The plaintiff is a shareholder of a company, which is the parent company of a group of companies operating in the tourism sector. In the European Union, that group employs around 50,000 people, of which slightly more than 10,000 work in Germany.
The German Law on employee participation provides that half of the members of the supervisory board must be elected by the employees. Due to the principle of territoriality, which means that the German social order cannot extend to the territory of other states, employees of the group, who are located in another member state outside Germany, cannot vote or stand as a candidate in elections of representatives to the supervisory board. Moreover, any employee who carries out tasks on the supervisory board of the parent company must resign his position where he takes up a post with one of the subsidiaries of that group located in a state other than Germany.
The plaintiff therefore claimed that the supervisory board was not properly constituted. He argued, that the general principle of non-discrimination under European law (article 18 of the Treaty on the Functioning of the European Union (TFEU)) has been breached due to the fact that employees who live and work outside Germany are prevented from participating in the composition of the supervisory board. Furthermore, the loss of membership on the supervisory board in the case of a transfer to another Member State is likely about to dissuade workers from exercising their right to free movement within the EU (article 45 TFEU).
The ECJ distinguishes two situations in that regard. It points out, that with regard to employees employed in a subsidiary established in a Member State other than Germany, article 45 para. 2 TFEU contains a special clause of prohibition against discrimination on basis of nationality in respect of employment conditions relating to the free movement of workers. Therefore, the situation of all employees of the parent company must be examined solely on the basis of article 45 TFEU as a special regulation and therefore article 18 is not applicable. The court concluded, that article 45 para. 2 TFEU is not applicable to the situation of the affected employees, because that regulation does not apply to employees who have never exercised their freedom to move within the EU and who do not intend to do so. The fact that the foreign subsidiary is controlled by the parent company located in Germany is not relevant in order to be covered by that provision.

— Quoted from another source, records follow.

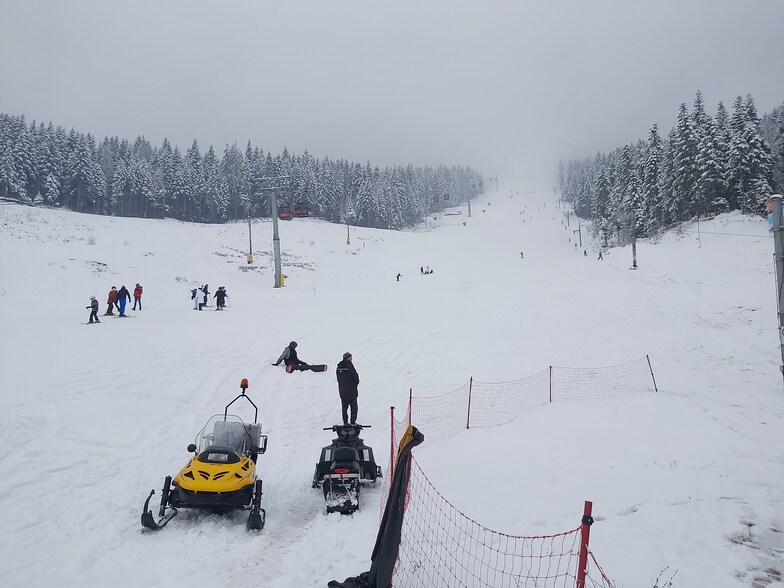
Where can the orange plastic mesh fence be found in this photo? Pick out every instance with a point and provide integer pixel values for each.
(442, 547)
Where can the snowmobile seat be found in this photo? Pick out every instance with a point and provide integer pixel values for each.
(346, 458)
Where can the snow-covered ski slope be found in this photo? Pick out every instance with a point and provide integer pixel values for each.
(94, 416)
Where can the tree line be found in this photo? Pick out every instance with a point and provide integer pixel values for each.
(705, 165)
(47, 165)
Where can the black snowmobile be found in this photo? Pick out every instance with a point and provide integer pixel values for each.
(221, 476)
(343, 467)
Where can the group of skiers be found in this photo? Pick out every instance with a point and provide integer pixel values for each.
(200, 296)
(347, 376)
(120, 298)
(116, 299)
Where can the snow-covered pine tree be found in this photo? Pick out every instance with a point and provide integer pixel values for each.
(711, 186)
(651, 171)
(684, 172)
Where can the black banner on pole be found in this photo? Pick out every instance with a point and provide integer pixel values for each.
(389, 532)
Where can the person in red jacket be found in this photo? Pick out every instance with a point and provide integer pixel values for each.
(111, 301)
(137, 296)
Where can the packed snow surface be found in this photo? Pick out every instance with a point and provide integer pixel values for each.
(94, 416)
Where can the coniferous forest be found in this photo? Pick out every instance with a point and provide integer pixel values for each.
(704, 166)
(47, 165)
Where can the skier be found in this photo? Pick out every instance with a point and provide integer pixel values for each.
(137, 296)
(94, 310)
(221, 296)
(123, 296)
(289, 356)
(348, 381)
(111, 301)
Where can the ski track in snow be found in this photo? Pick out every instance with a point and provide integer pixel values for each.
(689, 478)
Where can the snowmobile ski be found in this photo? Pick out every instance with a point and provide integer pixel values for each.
(148, 521)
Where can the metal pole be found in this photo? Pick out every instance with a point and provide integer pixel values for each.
(276, 238)
(655, 388)
(250, 239)
(551, 383)
(778, 245)
(391, 442)
(468, 416)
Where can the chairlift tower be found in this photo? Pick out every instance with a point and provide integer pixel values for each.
(276, 183)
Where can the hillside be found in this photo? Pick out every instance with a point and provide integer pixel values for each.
(94, 416)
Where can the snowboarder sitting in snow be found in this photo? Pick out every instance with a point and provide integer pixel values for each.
(221, 295)
(289, 356)
(348, 382)
(94, 308)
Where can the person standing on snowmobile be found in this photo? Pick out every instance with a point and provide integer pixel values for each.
(111, 301)
(137, 296)
(94, 310)
(221, 296)
(123, 296)
(289, 356)
(348, 381)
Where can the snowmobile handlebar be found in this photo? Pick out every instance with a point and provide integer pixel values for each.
(338, 427)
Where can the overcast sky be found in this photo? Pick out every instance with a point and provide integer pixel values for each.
(506, 86)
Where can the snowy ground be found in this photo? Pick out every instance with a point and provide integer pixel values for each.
(95, 416)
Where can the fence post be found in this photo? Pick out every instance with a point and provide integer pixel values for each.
(585, 532)
(468, 416)
(652, 376)
(391, 441)
(410, 405)
(551, 383)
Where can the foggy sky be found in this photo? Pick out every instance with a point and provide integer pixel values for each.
(506, 86)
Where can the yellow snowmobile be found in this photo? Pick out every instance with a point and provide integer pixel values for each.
(221, 476)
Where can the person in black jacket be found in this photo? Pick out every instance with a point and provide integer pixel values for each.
(348, 381)
(289, 356)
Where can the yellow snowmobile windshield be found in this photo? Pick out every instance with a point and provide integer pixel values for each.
(225, 431)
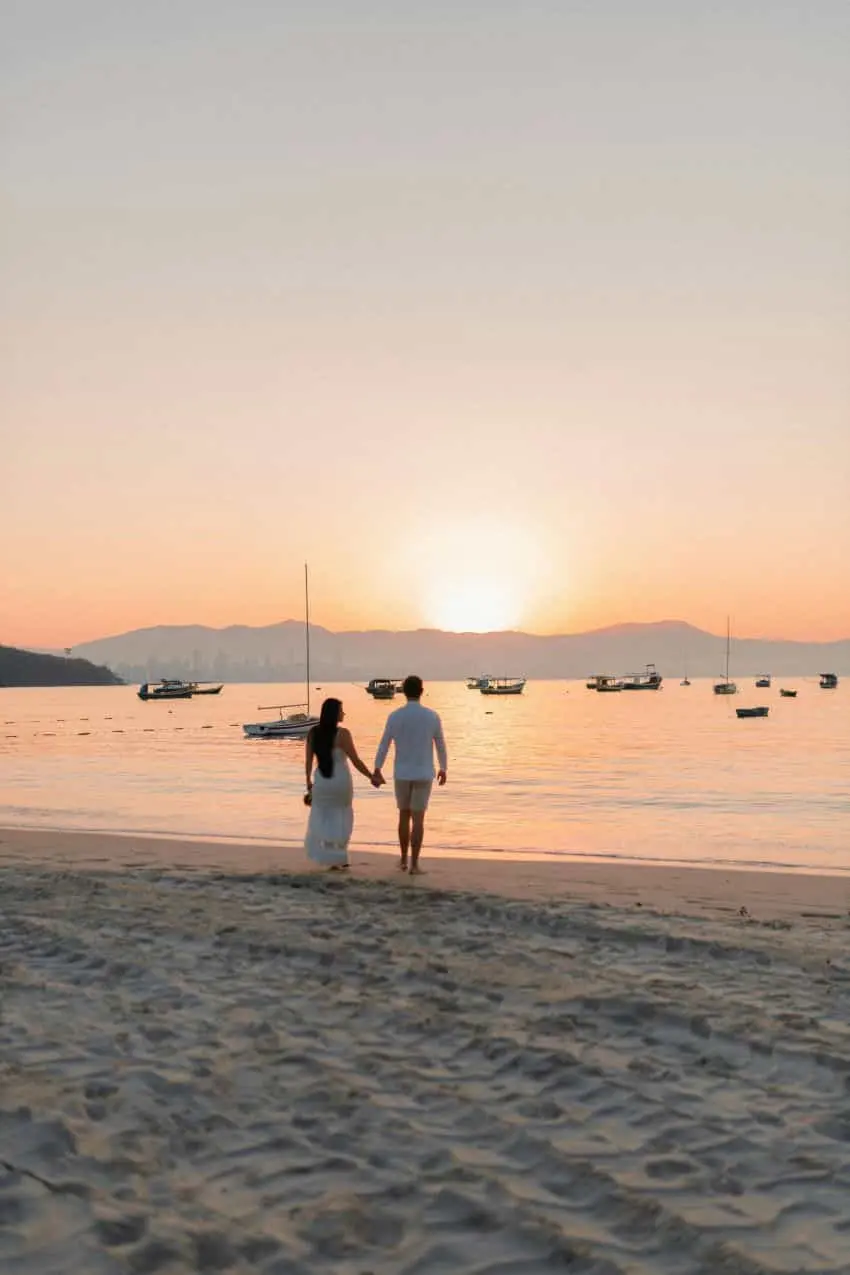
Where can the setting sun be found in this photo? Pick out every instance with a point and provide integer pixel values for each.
(477, 575)
(474, 606)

With regard to the employees in Germany who leave that employment in order to be employed in another entity outside of Germany, the ECJ held that article 45 TFEU is applicable. Any national measure which is suitable to hinder the freedom of movement or makes it less attractive is covered by that provision. However, EU law cannot guarantee, that moving into another member state will be neutral in terms of social security. The employee who decides to leave his state of origin in order to be employed in another member state is not entitled to claim for the working conditions which applied before in the country he was employed. The fact that those employees are required to give up exercising their mandate in Germany is merely the consequence of the application of a national legislation limiting the field of participation within Germany. The EU members are free to set criteria for defining the scope of legislation, as long as there is no harmonisation or coordination measures at union level. The affected national provisions are within the scope of collective labour law as well as company law.
As a consequence, the restriction of the national provisions of the German law on employee participation is in accordance with EU law.